Zookeeper:- As we all know that it is used for maintain the state of the process and jobs, in this case it is used for maintaining and updating the consumed message offset/storing the broker address etc. Zookeeper is required to run kafka on machine.

Producer:- Producer create the topics and sent the message of that topics to broker for further processing.

Broker:-  Broker stores the data written by producers, its can store multiple read and write a time.

Consumer:- Consumer polls the messages from broker and use it.

Installation of kafka

1. Download the kafka from their official site or click here.

2. Untar it some place like i did on my user's home.

$  tar -xvzf kafka_2.10-0.8.2.0.tgz
$  mv kafka_2.10-0.8.2.0   kafka-0.8.2

3. Now you have start the zookeeper which is very important for running kafka producer , so just run the below commands

$ cd kafka-0.8.2
$ bin/zookeeper-server-start.sh /home/kafka/kafka-0.8.2/config/zookeeper.properties

note:- you need to edit your zookeeper.properties to define the data directory.

4. Now the zookeeper is started you can start your kafka server , which is pretty simple to execute

$ bin/kafka-server-start.sh /home/kafka/kafka-0.8.2/config/server.properties

5. Now the server is start , we can create a sample topic and public it to broker so lets create a sample topic

$ bin/kafka-topics.sh --create --zookeeper kafka:2181 --replication-factor 1 --partitions 1 --topic test

where kafka:2181 is zookeeper host and port , replication factor/partition  is 1 and topic name is test

6. Now you can check the topic is created or not by below command

$ bin/kafka-topics.sh --list --zookeeper kafka:2181

7. Now there are many ways to feed the data like command line and from Automated live feed

// you can feed the data from command line by below method.

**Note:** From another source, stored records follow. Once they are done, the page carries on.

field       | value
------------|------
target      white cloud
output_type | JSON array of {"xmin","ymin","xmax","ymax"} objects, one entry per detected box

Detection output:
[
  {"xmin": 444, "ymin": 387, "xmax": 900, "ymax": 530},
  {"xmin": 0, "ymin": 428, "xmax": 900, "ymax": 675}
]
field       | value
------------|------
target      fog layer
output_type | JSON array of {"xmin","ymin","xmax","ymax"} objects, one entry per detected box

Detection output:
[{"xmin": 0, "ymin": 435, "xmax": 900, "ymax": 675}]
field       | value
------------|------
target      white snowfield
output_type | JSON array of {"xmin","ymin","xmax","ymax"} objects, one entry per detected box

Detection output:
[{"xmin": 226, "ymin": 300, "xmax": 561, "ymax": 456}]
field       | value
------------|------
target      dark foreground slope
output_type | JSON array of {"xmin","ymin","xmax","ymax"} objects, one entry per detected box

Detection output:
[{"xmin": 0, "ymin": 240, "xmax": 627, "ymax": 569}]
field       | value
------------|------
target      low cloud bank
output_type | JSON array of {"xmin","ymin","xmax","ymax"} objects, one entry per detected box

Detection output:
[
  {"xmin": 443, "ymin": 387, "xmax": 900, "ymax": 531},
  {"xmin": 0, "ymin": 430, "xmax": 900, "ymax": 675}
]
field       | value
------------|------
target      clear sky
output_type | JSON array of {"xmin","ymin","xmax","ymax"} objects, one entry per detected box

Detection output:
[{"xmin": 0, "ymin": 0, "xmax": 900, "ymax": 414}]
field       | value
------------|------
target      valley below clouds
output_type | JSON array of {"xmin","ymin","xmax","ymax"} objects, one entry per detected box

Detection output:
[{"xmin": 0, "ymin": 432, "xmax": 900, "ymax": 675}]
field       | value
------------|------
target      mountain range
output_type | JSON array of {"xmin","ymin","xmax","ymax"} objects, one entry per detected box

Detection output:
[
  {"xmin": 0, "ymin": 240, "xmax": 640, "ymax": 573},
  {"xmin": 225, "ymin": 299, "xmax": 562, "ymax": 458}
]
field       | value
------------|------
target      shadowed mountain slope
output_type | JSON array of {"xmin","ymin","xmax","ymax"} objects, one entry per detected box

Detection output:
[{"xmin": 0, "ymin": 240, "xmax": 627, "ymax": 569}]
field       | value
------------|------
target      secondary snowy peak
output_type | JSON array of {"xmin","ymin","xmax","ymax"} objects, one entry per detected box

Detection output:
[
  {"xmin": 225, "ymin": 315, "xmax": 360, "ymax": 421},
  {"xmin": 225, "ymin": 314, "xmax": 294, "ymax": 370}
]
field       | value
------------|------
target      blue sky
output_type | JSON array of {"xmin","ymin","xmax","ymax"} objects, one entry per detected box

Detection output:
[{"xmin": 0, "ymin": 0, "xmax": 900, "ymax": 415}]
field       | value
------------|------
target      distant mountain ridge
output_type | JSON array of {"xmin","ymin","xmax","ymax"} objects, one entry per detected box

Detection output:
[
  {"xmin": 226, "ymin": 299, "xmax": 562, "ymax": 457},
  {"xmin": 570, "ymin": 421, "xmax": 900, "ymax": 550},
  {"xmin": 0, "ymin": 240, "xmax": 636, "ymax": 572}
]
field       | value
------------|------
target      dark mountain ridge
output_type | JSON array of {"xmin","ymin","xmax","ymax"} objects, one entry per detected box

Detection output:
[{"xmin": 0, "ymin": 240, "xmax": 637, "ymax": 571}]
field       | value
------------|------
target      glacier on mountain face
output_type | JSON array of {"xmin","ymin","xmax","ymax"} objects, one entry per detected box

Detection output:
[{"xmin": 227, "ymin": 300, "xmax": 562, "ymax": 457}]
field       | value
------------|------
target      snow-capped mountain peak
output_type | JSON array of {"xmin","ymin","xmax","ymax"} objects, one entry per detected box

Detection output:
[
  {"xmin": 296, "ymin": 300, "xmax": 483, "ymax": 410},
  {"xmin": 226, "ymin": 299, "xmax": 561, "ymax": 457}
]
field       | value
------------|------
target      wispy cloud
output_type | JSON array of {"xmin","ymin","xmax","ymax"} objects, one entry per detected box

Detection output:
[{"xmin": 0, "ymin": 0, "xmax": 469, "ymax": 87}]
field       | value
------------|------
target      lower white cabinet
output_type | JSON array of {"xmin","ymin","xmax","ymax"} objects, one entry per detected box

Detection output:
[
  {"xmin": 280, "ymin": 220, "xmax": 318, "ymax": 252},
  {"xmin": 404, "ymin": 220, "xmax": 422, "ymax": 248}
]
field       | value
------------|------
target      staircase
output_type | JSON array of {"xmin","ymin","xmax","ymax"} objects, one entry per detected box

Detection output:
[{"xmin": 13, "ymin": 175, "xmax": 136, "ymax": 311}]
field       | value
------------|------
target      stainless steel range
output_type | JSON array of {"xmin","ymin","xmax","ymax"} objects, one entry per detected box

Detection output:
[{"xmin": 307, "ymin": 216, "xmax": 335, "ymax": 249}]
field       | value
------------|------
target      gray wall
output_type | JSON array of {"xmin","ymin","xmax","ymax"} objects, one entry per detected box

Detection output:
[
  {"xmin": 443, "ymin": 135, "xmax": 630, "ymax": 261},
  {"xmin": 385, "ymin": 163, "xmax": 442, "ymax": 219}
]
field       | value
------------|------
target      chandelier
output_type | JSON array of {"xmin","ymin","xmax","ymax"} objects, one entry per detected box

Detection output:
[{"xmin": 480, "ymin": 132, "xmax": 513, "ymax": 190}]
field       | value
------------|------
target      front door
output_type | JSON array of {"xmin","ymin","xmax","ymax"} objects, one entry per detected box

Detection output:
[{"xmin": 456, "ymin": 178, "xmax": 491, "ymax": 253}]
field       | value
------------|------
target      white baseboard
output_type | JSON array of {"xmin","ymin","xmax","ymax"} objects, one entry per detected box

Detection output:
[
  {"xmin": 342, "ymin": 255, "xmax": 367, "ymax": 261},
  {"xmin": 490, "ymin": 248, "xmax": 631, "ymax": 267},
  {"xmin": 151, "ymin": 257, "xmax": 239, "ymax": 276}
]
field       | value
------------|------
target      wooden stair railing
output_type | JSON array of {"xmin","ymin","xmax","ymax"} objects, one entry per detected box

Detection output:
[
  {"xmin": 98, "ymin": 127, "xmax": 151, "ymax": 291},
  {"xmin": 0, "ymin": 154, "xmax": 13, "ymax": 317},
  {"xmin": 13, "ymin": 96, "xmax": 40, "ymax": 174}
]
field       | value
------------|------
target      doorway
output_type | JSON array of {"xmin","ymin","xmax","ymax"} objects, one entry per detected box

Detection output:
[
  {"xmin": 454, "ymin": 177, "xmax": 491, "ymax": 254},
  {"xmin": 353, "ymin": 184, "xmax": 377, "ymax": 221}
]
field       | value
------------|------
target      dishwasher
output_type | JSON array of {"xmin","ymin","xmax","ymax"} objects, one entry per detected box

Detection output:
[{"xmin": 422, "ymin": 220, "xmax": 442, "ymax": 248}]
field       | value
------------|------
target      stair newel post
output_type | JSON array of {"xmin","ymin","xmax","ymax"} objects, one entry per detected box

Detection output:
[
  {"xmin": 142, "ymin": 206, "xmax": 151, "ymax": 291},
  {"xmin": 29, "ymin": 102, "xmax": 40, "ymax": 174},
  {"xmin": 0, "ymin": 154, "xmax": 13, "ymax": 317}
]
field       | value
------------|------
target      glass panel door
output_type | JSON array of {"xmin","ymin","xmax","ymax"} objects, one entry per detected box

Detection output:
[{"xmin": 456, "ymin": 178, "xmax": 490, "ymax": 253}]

$  bin/kafka-console-producer.sh --broker-list kafka:9092 --topic test

8. Now you can read the data whatever you have given in above commands

$ bin/kafka-console-consumer.sh --zookeeper kafka:2181 --topic test --from-beginning

output will the same words or data given while commands 7.

9. You can see the details of the topic you have created by below commands

$  bin/kafka-topics.sh --describe --zookeeper kafka:2181 --topic my-replicated-topic


That is all for now, please comment if you have any queries and doubts.